Davut Cekmecelioglu, Ourania Preventza, Kathryn G. Dougherty, Subhasis Chatterjee, Susan Y. Green, Guilherme V. Silva, Jose G. Díez, Joseph S. Coselli

Abstract

Background: Open surgical repair of a failed valve-sparing aortic root replacement (VSARR) or stentless bioroot aortic root replacement (bio-ARR) entails significant operative risks. Whether valve-in-valve transcatheter aortic valve replacement (ViV-TAVR) is feasible in patients with a previous VSARR or stentless bio-ARR remains unclear, given lingering concerns about the ill-defined aortic annulus in these patients and the potential for coronary obstruction. We present our experience with patients who had a previous VSARR or stentless bio-ARR and underwent ViV-TAVR to repair a degenerated aortic valve with combined valvular disease, aortic insufficiency and aortic stenosis.
Methods: In this retrospective data review, we identified and analyzed consecutive patients with a previous VSARR or stentless bio-ARR who underwent ViV-TAVR between December 1, 2014 and August 31, 2019.

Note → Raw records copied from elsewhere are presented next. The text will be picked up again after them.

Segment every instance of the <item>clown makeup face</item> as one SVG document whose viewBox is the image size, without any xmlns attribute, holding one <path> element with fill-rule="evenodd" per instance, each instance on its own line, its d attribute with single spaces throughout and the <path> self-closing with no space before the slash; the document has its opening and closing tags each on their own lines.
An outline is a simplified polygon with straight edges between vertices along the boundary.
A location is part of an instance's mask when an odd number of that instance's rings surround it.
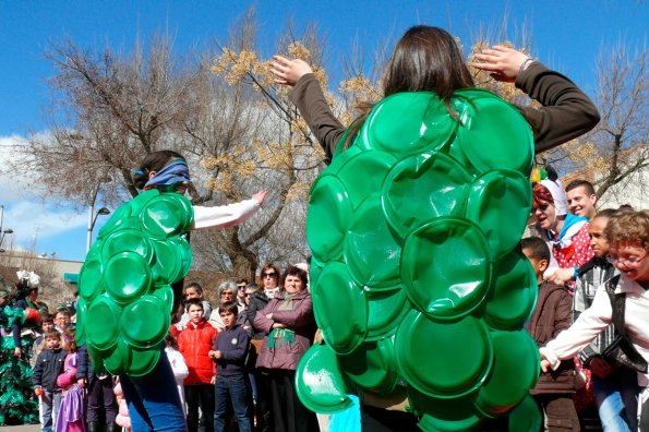
<svg viewBox="0 0 649 432">
<path fill-rule="evenodd" d="M 556 228 L 556 208 L 554 204 L 541 201 L 538 206 L 532 207 L 532 212 L 541 228 L 550 230 Z"/>
</svg>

Results: ViV-TAVR was performed in twelve high-risk patients with previous VSARR or bio-ARR during the study period. Of these, seven received Medtronic Freestyle porcine stentless bioprosthetic aortic roots, three received homograft aortic roots, one underwent a Ross procedure and one underwent VSARR. ViV-TAVR restored satisfactory valve function in all patients, and technical success was 100%. No patient had more than mild regurgitation after implantation. No thirty-day mortality was seen. One patient had major bleeding after transapical access, one patient had a transient ischemic stroke, and one patient needed permanent pacemaker implantation. At a median last follow-up of 21.5 months (interquartile range, 9.0–69.0 months), all patients remained alive and had satisfactory valve function.
Conclusions: In this study, ViV-TAVR was a clinically effective option for treating patients with a failed stentless bio-ARR or previous VSARR. Short-term and intermediate-term results after these procedures were favorable. These findings may have important implications for treating high-risk patients with structural aortic root deterioration and call for better transcatheter heart valves that are suitable for treating aortic insufficiency.